Setting the 2021 Audit Committee Agenda

Protiviti’s recent webinar was attended by over 250 participants, including Board & Audit Committee Members, Chief Audit Executives, C-suite executives and other Management levels across different industries in the MENA region. Protiviti had carried out a recent study to obtain insights from various Board & Audit Committee members on the mandate of the Audit Committee in 2021, which was the subject of the session.

Protiviti conducted the webinar in collaboration with:

  • Bahrain Internal Auditors Association;
  • The Institute of Internal Auditors Kuwait;
  • The Institute of Internal Auditors Oman;
  • UAE Internal Auditors Association; and
  • Accountants & Auditors Association UAE

Protiviti acknowledges the support provided by the above organizations in conducting this event.

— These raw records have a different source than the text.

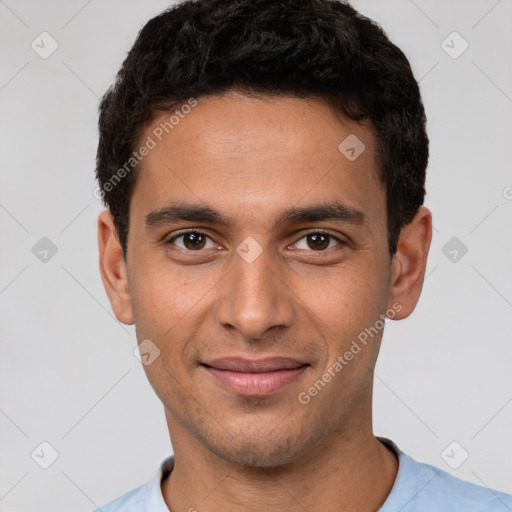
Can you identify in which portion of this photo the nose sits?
[215,239,294,340]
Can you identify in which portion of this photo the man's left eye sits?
[295,231,343,251]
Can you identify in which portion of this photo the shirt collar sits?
[144,437,408,512]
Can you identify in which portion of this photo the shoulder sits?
[89,484,148,512]
[379,440,512,512]
[413,461,512,512]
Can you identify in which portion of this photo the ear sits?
[98,210,133,325]
[388,206,432,320]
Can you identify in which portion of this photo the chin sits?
[201,419,322,468]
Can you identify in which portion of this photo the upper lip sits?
[203,357,307,373]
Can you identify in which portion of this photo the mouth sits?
[202,357,310,396]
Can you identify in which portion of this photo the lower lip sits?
[204,366,307,396]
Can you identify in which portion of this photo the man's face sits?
[112,93,390,466]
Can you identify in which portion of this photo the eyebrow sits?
[146,201,368,230]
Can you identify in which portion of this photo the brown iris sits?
[182,233,206,250]
[307,233,329,249]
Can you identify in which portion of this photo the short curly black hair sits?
[96,0,428,258]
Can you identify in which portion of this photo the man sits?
[93,0,512,512]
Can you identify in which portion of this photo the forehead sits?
[130,92,385,233]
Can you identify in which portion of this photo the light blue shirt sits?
[94,437,512,512]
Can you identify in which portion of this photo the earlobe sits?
[388,206,432,320]
[98,210,133,325]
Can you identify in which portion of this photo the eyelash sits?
[165,229,347,253]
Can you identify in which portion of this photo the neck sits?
[162,388,398,512]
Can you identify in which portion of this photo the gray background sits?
[0,0,512,512]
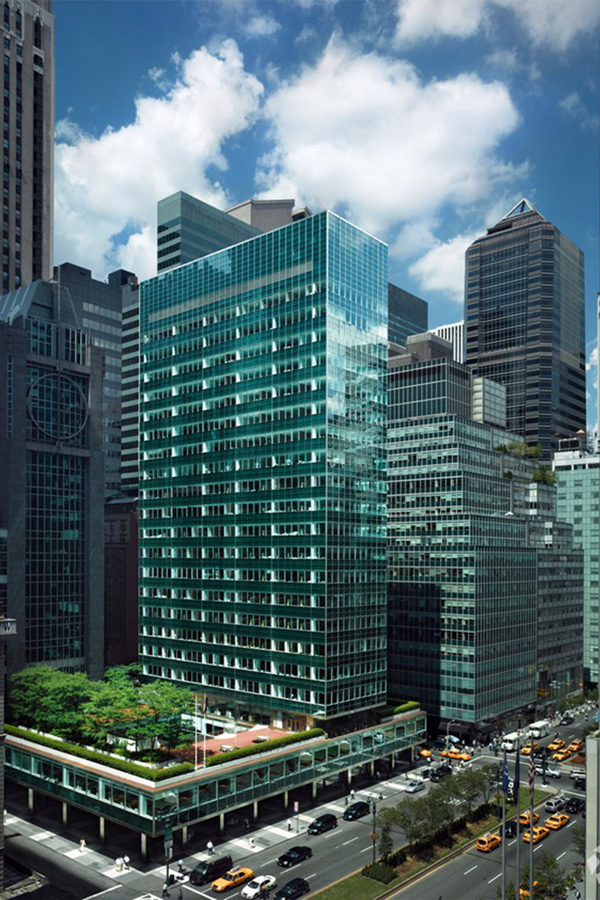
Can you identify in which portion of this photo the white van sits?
[529,719,550,739]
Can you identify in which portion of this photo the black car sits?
[565,797,585,813]
[277,847,312,869]
[275,878,310,900]
[342,800,371,822]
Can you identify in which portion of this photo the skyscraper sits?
[140,212,387,727]
[465,200,586,458]
[0,281,104,677]
[0,0,54,293]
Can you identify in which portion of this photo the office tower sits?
[140,212,387,727]
[429,321,465,362]
[465,200,586,458]
[388,335,582,725]
[553,436,600,684]
[0,281,104,677]
[54,263,136,495]
[0,0,54,293]
[121,280,140,497]
[388,283,427,347]
[104,497,138,667]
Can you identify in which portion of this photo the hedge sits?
[360,862,396,884]
[206,728,325,766]
[5,725,194,781]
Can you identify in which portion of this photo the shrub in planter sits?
[361,862,396,884]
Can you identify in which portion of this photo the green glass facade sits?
[140,212,387,725]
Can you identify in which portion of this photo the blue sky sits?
[54,0,600,426]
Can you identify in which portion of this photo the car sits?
[544,813,571,831]
[519,812,540,827]
[523,825,550,844]
[306,813,337,834]
[342,800,371,822]
[274,878,310,900]
[242,875,277,900]
[475,834,502,853]
[521,741,540,756]
[406,781,425,794]
[211,866,254,894]
[277,847,312,869]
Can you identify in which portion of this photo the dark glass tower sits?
[465,200,586,456]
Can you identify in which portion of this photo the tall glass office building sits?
[465,200,586,457]
[140,212,388,727]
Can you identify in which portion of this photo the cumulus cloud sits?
[257,37,519,237]
[55,40,263,277]
[395,0,600,52]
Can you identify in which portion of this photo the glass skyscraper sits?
[465,200,586,458]
[140,212,388,727]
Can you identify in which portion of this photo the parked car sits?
[342,800,371,822]
[406,781,425,794]
[242,875,277,900]
[275,878,310,900]
[306,813,337,834]
[277,847,312,869]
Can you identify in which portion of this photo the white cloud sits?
[408,231,482,303]
[257,38,519,237]
[396,0,600,52]
[55,40,263,277]
[244,15,281,37]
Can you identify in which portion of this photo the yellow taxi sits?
[544,813,571,831]
[521,741,540,756]
[523,825,550,844]
[212,866,254,894]
[519,881,539,900]
[475,834,502,853]
[519,812,540,825]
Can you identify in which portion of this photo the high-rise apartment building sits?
[0,281,104,677]
[0,0,54,293]
[465,200,586,458]
[388,335,582,725]
[140,212,388,727]
[553,439,600,684]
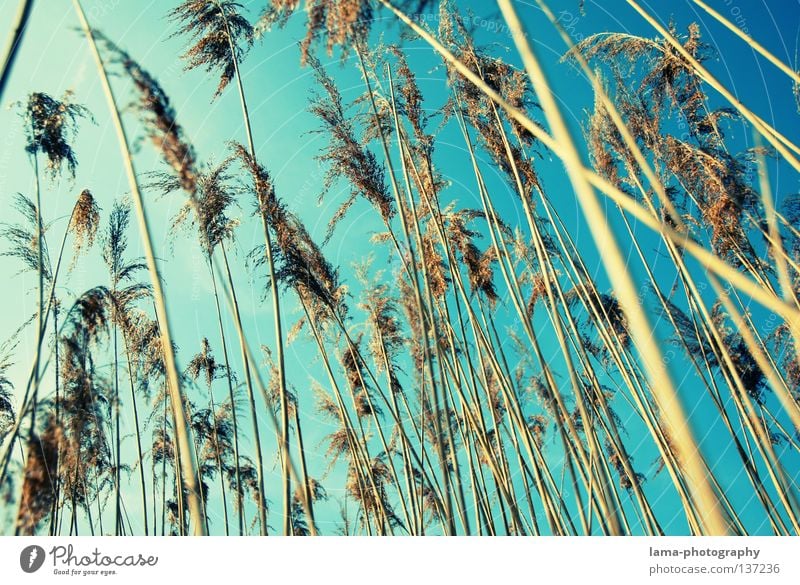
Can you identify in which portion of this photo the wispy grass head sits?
[170,0,253,98]
[22,92,89,177]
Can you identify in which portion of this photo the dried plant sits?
[170,0,253,98]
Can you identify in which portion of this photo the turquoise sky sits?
[0,0,800,532]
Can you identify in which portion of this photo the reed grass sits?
[0,0,800,536]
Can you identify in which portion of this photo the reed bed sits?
[0,0,800,536]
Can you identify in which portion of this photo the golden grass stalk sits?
[498,0,728,534]
[73,0,206,536]
[692,0,800,83]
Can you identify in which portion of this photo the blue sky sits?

The webinar was moderated by Brian Christensen, a member of Protiviti's Executive Leadership Team and the firm's Global Internal Audit and Financial Advisory Solution leader. The panelists comprised:

  • Mr. Abdulqader Obaid Ali (CEO – Smartworld, UAE);
  • Dr. Khalid Al-Faddagh (Independent Board Member, Kingdom of Saudi Arabia);
  • Mr. Noorur Rahman Abid (Independent Board Member, Kingdom of Bahrain)

The webinar kicked off with Brian providing an overview of the 2021 Audit Committee agenda. This was followed by a panel discussion comprising Board Audit Committee Chairmen/Members to discuss audit committees’ agendas, challenges, and opportunities.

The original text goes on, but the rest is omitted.